Tuesday, June 21, 2005

Local Illegal Immigrant Outrage

Here's an article from the Salem Evening News in Massachusetts. (www.salemnews.com)

An illegal immigrant from Brazil plowed into a Salem police officer doing a road detail. She then lied about her identity. She's getting a little jail sentence, but hardly enough. The officer may never be able to return to his job. It is an invasion, as Michelle Malkin says. Go to the website to find the picture and article.

Illegal immigrant imprisoned for running down patrolman

Nilma Goncalves Figueiredo,23, sits with a Portuguese interpreter appointed by the court during her court session Monday afternoon before Judge Santo Ruma. Michael Shea and his wife Melissa are in the background Photo by Jim Daly/Salem News.


By Julie Manganis
Staff writer

PEABODY — An illegal immigrant from Brazil was sentenced to six months in jail yesterday for causing an accident that seriously injured a Salem patrolman and then giving police a false name.

But before she was sentenced, Nilma Goncalves Figueiredo, 23, apologized in court to the man she ran down.

"I'm feeling very badly," she said, through a Portuguese interpreter, "because I caused these injuries to this officer. I want him to forgive me."

"I'm very glad you said that," Peabody District Court Judge Santo Ruma responded. "You almost took a man's life."

Whether her victim, veteran Salem police officer Michael Shea, will forgive her is a question he would not answer yesterday afternoon, as he avoided reporters waiting to speak with him after Figueiredo's plea hearing.

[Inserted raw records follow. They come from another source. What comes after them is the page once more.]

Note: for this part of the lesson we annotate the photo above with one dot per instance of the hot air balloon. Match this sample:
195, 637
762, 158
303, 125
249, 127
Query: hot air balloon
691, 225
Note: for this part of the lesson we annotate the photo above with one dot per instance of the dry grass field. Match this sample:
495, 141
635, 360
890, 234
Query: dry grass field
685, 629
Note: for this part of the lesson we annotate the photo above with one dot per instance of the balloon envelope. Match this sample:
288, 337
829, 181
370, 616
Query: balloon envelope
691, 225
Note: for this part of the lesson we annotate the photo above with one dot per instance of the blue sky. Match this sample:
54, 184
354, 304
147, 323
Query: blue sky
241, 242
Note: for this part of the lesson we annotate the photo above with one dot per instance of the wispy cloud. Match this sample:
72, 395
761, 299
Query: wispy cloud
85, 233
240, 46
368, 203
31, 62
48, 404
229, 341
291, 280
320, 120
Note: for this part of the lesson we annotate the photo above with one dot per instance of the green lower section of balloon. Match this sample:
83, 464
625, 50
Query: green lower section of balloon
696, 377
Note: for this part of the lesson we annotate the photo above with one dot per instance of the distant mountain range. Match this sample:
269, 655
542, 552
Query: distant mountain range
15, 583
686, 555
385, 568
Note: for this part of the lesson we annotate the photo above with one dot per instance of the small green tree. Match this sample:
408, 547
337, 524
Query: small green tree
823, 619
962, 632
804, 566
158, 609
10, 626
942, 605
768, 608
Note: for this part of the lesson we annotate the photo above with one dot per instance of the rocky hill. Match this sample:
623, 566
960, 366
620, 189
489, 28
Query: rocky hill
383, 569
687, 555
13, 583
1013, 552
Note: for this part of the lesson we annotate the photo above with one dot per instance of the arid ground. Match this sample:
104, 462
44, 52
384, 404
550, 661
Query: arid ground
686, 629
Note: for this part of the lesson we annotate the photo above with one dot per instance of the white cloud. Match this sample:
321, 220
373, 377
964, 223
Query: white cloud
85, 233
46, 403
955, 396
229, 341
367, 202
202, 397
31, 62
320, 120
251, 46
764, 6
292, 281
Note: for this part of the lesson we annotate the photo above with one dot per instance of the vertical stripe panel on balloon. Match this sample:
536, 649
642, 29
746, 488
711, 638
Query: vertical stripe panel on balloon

On the evening of April 13, Shea was working a detail at a gas leak on Tremont Street in downtown Peabody. As he directed traffic around two Keyspan trucks, Figueiredo clipped him with the right side of the Honda Accord she was driving.

The impact knocked Shea off his feet and onto the hood of the sedan. He hit the back of his head against the windshield and was then thrown from the car onto the pavement, prosecutor William Melkonian said.

A state police accident-reconstruction team concluded that Figueiredo was driving between 17 and 20 mph, well below the 30 mph speed limit. She simply wasn't paying attention, Melkonian said.

After the accident, Shea was flown to a Boston hospital where he was put into a medically induced coma because of swelling in his brain. While he has regained his mental abilities, he still suffers headaches and dizziness, the prosecutor said.

And his leg was badly damaged. Doctors had to insert a metal plate and eight titanium screws in his leg to repair it. Melkonian said the plate and screws will be permanent. It's still unclear whether he will ever return to the police force, a job Shea, 39, held for 18 years.

Shea did not speak at all during yesterday's hearing.

Figueiredo has formally been deported, but immigration officials have promised prosecutors they will not put her on a plane to Brazil until she completes her sentence, which will be served at Framingham State Prison.

She was given credit for 27 days she was held in jail before her bail was posted, and could also receive credit at the jail that could further reduce her time behind bars. She will be deported upon her release.

'Hoping to help her family'

It's not the outcome she was hoping for when she crossed the border between Mexico and Texas back on April 4, and then — after being released by the Border Patrol with an order to leave the country within 30 days — took a bus to Boston.

On the night of the accident, her lawyer said, she had been allowed by her passenger to drive the car, which was owned by a Salem woman, Lizette Faria. Figueiredo was heading to Salem to pick up a book that would help her learn English, the lawyer said.

Shea has filed a civil lawsuit against both Figueiredo and Faria.

"She had hoped to find the American dream and to be able to help her family," said defense lawyer Mark Gallant. Her sister suffers from a club foot, and Figueiredo told him she wanted to make money to help pay for medical treatment.

But Figueiredo appears to have had another reason for coming here, according to Danielli Limos, a Brazilian journalist who has been covering the case for a Portuguese-language newspaper, O Jornal.

A young man named Patricio, who was Figueiredo's boyfriend in Brazil, is in the United States on a work visa, a document Figueiredo was unable to obtain herself. Patricio was in court Friday and again yesterday for Figueiredo's hearing. During the hearing, he was crying.

Melkonian had urged the judge to send Figueiredo to jail for eight months — six months for the crash and another two months for giving police the false name of Leila Lopes and saying she was just 17.

Gallant, meanwhile, urged the judge to impose a sentence of time served, meaning she would have been sent back to Brazil with no further jail time.

Ruma imposed a sentence of four months for driving to endanger charge and another two months for giving a false name.